Separating particles from different datasets

I have a large dataset of ~15k images. During collection I used different parameters which are recorded in the file name. I have already assigned exposure sets, and because I used a 5x5x3 pattern there are 75 sets for each collection setting. Usually I run separate extraction jobs for the collection groups, but when there are multiple sets of classifications, Relion imports, etc. it becomes impractical.

Is there any way for me to split particles based on micrograph name without changing the exposure set assignments they already have and without running a new extraction?

Do you mean

75 sets[, one set] for each collection setting [of three parameters]

such that you would end up with 75 non-overlapping sets of particles?

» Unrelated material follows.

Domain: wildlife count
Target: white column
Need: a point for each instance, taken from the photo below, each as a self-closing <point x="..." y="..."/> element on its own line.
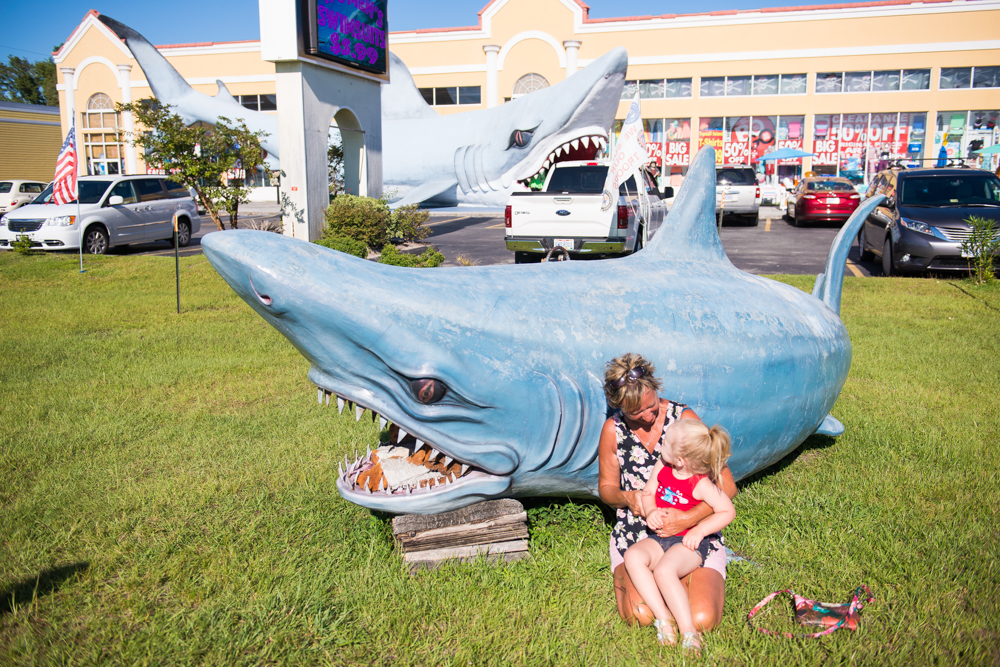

Sorry, by 5x5x3 I mean 25 holes and 3 shots per hole. There are 75 image shift groups for each time I adjusted the microscope. In this case, I adjusted the microscope 3 times and there are also 3 sets of parameters. I imported the micrographs separately at first, and created exposure groups for them using an offset so that there are 225 unique shift groups.

After extraction I processed them all together, eventually exporting and re-importing them. I would now like to split up the data based on the microscope adjustments so I can compare the resolution. I know I can re-extract using separate jobs, or re-do the exposure groups by first splitting on the “scope setting” part of the file names and then again on the image shift group part, it’s just pretty inconvenient. I guess I basically want to do split by filename like in the exposure groups utility, but then not overwrite the exposure group IDs.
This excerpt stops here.